Dábame lugar para hablar despacio a don Manuel; y aunque en muchos días no le dije nada de la pasión de la mora, temiendo su mala condición, dándole a ella algunas fingidas respuestas, unas de disgusto y otras al contrario, la fuerza de los celos, más por pedírselos a mi ingrato que por decirle la voluntad de Zaida, porque el traidor, habiéndole parecido bien, con los ojos deshacía cuanto hacía, me obligó a hacerle sabedor de todo. Después de reñirme mis sospechosas quimeras, me dijo que más acertado le parecía engañarla, que le dijese que él no había de dejar su ley aunque le costase no una vida que tenía sino mil; mas si ella quería venirse con él a tierra de cristianos y ser cristiana, que la prometía casarse con ella, y a esto añadió que yo lo sazonase para atraerla a nuestro intento, que en saliendo de allí estuviese segura que cumpliría con su obligación.
¡Ah, falso, y cómo me engañó en esto como en lo demás! En fin, para no cansaros, Zaida vino en todo muy contenta, y más cuando supo que yo también me iría con ella, y se concertó para de allí a dos meses la partida, pues su padre había de ir a un lugar donde tenía hacienda y casa, que los moros en todas las tierras donde tienen trato tienen mujeres e hijos.

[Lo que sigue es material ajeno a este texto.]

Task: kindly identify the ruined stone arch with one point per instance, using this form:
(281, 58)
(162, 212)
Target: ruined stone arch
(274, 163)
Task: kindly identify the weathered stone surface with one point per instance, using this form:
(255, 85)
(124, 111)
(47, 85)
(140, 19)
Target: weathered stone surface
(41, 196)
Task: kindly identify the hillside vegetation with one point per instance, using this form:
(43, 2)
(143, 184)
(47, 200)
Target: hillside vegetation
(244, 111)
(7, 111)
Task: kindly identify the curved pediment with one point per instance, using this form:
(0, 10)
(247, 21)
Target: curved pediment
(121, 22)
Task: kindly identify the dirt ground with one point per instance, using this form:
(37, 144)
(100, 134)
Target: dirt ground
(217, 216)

Ya la venganza mía contra don Manuel debía de disponer el cielo, y así facilitó los medios de ella, pues ido el moro, Zaida hizo una carta en que su padre la enviaba a llamar porque había caído en una peligrosa enfermedad, para que el rey la diese licencia para su jornada, por cuanto los moros no pueden ir de un lugar a otro sin ella; y alcanzada, hizo aderezar una galeota bien armada de remeros cristianos, a quienes se avisó con todo secreto el designio, y poniendo en ella todas las riquezas de plata, oro y vestidos que sin hacer rumor podía llevar, y con ella yo y Leonisa, y otras dos cristianas que la servían, que mora no quiso llevar ninguna, don Manuel y Luis, caminamos por la mar la vía de Cartagena o Alicante, donde con menos riesgo se pudiese salir.
Aquí fueron mis tormentos mayores, aquí mis ansias sin comparación, porque como allí no había impedimento que lo estorbase y Zaida iba segura de que don Manuel había de ser su marido, no se negaba a ningún favor que pudiese hacerle; ya contemplaban mis tristes ojos a don Manuel asido de las manos de Zaida, ya miraba a esta colgada de su cuello, y aun volverse los alientos en vasos de coral; porque como el traidor mudable la amaba, él buscaba las ocasiones; y si no llegó a más era por el cuidado con que yo andaba, siendo estorbo de mayores placeres.